The statistical analysis demonstrated consistently lower BMD values derived from SDCT data within the phantom volume of interest. However, when compared to QCT, higher BMD values were noted across all anatomical sites. QCT data provided BMD values closer to the density of the phantom, while SDCT data appeared to be less sensitive to phantom positioning and body weight.
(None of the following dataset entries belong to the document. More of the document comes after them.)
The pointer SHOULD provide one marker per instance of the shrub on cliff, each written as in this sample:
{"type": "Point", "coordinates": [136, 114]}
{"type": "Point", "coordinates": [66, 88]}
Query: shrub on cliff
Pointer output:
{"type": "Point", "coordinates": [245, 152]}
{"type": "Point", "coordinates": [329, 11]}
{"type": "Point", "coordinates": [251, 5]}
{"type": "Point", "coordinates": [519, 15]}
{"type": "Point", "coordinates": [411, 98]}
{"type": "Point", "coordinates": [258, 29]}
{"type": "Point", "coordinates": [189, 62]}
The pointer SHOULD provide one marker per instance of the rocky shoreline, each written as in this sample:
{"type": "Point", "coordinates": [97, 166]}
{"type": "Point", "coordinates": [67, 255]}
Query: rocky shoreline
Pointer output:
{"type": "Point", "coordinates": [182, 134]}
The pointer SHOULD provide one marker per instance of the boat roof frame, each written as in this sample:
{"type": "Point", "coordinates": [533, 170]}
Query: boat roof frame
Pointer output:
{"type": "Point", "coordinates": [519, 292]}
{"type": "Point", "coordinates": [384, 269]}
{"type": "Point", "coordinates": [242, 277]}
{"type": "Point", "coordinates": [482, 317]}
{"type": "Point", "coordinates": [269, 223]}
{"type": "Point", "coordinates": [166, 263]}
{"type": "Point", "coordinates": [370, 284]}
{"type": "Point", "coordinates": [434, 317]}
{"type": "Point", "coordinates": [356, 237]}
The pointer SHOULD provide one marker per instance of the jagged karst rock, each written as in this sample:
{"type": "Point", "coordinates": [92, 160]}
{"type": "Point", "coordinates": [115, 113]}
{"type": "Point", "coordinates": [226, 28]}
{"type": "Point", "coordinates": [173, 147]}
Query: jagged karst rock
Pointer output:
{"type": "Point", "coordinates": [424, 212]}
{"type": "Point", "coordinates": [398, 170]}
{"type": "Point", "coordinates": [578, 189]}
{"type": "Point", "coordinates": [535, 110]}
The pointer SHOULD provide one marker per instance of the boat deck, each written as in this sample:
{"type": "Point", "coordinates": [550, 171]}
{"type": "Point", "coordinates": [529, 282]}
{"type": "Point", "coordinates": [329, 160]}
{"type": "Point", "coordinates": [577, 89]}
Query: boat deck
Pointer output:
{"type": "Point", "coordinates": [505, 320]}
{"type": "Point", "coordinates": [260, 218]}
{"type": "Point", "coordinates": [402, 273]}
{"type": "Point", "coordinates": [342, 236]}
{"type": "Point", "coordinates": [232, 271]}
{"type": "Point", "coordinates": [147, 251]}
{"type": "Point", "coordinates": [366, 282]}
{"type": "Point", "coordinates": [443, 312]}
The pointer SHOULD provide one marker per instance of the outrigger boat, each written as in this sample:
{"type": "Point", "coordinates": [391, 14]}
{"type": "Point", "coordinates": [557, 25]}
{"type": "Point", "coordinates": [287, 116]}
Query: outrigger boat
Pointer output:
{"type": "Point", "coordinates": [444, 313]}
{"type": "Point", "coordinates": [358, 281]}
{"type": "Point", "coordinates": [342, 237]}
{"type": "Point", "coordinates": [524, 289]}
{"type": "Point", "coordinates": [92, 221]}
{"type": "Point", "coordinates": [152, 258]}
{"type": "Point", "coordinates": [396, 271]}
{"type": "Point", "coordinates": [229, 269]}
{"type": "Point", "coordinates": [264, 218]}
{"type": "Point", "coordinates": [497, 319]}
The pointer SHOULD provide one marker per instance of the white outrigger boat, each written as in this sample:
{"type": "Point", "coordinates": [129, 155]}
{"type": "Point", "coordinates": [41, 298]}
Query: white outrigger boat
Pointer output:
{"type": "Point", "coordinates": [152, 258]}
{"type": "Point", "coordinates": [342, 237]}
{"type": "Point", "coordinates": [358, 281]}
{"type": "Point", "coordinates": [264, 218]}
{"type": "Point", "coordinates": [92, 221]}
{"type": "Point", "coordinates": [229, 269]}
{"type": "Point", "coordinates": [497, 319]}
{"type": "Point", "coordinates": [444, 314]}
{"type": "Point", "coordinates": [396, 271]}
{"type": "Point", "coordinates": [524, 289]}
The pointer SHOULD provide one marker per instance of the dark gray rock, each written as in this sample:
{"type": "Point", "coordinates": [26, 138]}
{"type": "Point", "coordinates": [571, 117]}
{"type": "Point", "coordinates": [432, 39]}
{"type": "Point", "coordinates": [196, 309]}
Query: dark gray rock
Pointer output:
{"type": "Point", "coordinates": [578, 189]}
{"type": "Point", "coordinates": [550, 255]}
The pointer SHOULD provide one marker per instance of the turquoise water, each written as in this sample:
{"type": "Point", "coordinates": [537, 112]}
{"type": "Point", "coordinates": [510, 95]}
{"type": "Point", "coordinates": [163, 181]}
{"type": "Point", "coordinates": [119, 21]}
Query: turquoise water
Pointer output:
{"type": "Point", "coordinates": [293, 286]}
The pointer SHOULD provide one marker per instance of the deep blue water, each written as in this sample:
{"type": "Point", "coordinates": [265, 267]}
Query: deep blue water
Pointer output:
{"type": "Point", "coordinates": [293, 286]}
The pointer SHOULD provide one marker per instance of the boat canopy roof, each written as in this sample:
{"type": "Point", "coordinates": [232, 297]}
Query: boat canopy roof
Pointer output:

The absolute differences in phantom values were influenced by the number of voxels without completely correcting the generally observed differences in the measured values.
BMD values from both methods demonstrated significant systematic differences, highlighting the need for further research to optimize SDCT for clinical use.
使用光谱探测器计算机断层扫描(SDCT)生成虚拟单能图像可能有助于在无需体模的情况下测量骨矿物质密度(BMD)。本研究有两个主要目标:(1)比较在犬类受试者特定体模密度和预定位置处,从SDCT图像获得的BMD值与使用定量计算机断层扫描(QCT)从体模校准值得出的BMD值;(2)评估基于体模测量的可重复性、测量精度以及潜在偏差。
对49只狗进行SDCT检查,其中包括一个含有四个羟基磷灰石插入物的体模。在18个解剖位置手动测量BMD值。使用线性模型将亨氏单位转换为BMD值(mg/cm)。采用经Bonferroni校正的配对Wilcoxon符号秩检验和Pearson相关性进行统计分析。P值≤0.05被认为具有统计学意义。
统计分析表明,在感兴趣的体模体积内,从SDCT数据得出的BMD值始终较低。然而,与QCT相比,在所有解剖部位均观察到较高的BMD值。QCT数据提供的BMD值更接近体模的密度,而SDCT数据似乎对体模位置和体重不太敏感。体模值的绝对差异受体素数量的影响,且未完全校正测量值中普遍观察到的差异。
两种方法得出的BMD值均显示出显著的系统差异,这突出表明需要进一步研究以优化SDCT用于临床。